Elle est une “thérapie” parce qu’elle utilise des outils et des pratiques issus de la psychothérapie. Egalement parce que le thérapeute social reste un intervenant à part, bien plus proche du psychothérapeute que de l’animateur de groupe ou du médiateur. Il ne peut exercer qu’à la condition d’avoir lui-même travaillé sur ses peurs, sa violence, son impuissance et ses propres difficultés à vivre avec des autres. Sa posture au sein d’un groupe est celle du “guérisseur blessé”, car il est conscient de la présence en lui des peurs, des souffrances et des violences.

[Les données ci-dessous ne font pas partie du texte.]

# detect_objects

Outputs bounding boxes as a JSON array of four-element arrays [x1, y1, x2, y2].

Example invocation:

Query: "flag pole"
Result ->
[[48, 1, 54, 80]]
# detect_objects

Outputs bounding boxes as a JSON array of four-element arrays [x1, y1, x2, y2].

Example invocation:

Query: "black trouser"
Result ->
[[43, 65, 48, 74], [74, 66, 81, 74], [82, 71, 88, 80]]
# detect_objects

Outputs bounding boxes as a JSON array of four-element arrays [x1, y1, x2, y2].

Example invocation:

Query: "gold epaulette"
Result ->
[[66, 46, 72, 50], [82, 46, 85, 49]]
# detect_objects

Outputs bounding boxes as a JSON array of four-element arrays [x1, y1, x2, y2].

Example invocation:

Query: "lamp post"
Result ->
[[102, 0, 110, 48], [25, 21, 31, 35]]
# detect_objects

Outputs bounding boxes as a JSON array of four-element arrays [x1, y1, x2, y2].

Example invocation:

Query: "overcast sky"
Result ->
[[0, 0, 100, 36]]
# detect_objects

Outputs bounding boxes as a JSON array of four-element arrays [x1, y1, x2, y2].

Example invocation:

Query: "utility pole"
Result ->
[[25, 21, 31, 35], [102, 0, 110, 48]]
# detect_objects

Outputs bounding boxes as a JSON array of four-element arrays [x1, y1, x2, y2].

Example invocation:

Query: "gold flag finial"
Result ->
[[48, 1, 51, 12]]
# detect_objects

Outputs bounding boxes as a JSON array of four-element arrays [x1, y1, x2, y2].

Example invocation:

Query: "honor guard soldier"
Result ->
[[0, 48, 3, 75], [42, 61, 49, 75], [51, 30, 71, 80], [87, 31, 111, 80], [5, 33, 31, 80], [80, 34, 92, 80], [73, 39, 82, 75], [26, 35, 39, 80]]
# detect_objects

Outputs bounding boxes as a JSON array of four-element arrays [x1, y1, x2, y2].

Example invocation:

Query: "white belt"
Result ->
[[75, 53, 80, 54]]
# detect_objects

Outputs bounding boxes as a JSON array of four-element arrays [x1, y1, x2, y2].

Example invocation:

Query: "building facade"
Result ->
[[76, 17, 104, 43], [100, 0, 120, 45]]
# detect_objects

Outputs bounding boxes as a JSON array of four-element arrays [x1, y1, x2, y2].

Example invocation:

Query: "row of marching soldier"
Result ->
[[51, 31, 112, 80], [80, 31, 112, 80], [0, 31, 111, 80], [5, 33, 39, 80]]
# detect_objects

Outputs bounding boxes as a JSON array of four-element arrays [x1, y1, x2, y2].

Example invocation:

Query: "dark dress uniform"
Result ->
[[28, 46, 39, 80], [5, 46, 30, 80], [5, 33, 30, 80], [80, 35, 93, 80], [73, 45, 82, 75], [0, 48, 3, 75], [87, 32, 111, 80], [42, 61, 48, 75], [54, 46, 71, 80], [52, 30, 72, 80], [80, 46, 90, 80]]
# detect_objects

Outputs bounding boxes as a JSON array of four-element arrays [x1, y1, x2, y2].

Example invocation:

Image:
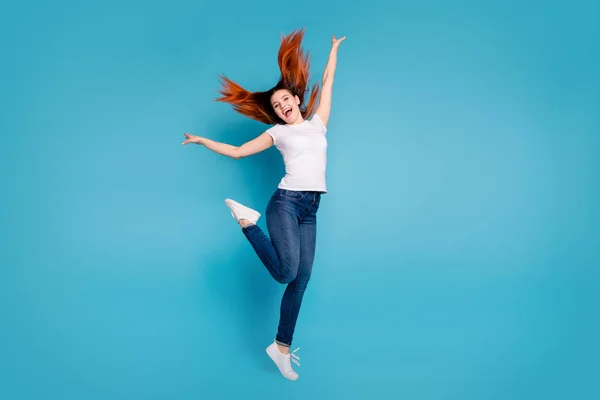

La méthode est aussi “sociale” dans la mesure où elle cherche à améliorer les modes du vivre ensemble et à aider les individus à transformer leurs institutions. Sociale, elle l’est également parce qu’elle prend en compte la souffrance issue de l’environnement. Les dysfonctionnements des institutions, le lieu de travail, la vie économique peuvent être des contextes aussi pathogènes que la famille. Il est donc nécessaire d’articuler le travail de développement personnel à l’action collective et politique.
Introduction du livre à paraître : Bien vivre avec les autres, aux éditions Larousse
La question de la sociabilité est plus que jamais à l’ordre du jour. Nos sociétés fragilisées par une crise multiforme voient monter les peurs et les haines et se développer une vie sociale qui prend parfois des formes tribales. Vivre ensemble et travailler ensemble : tels sont les défis du début de ce siècle qui voit les sociétés se désintégrer sous les coups de boutoir conjugués d’une globalisation sans lois, d’un individualisme sans repères et de communautarismes aux allures de guerres saintes. En résultent des malaises communs aujourd’hui à toutes les sociétés : dépressions, insécurités, violences…
Ces malaises nous rongent parce qu’ils pointent notre difficulté à vivre ensemble, dans les couples, les familles, les institutions, les entreprises et au-delà, comme en témoignent les guerres civiles et les conflits internationaux. Dans la vie quotidienne, combien d’individus tombent dans la dépression, le découragement et la haine de soi ou encore la xénophobie, le fanatisme et la recherche de boucs émissaires ? Combien, confrontés à un grand sentiment d’impuissance, se replient sur leur sphère privée : la recherche individualiste du bonheur remplace la solidarité et la fraternité humaines. Mais rapidement, tous se rendent compte que la violence, sous des formes les plus diverses, dans la famille ou la société, peut mettre en danger ces équilibres personnels difficilement obtenus.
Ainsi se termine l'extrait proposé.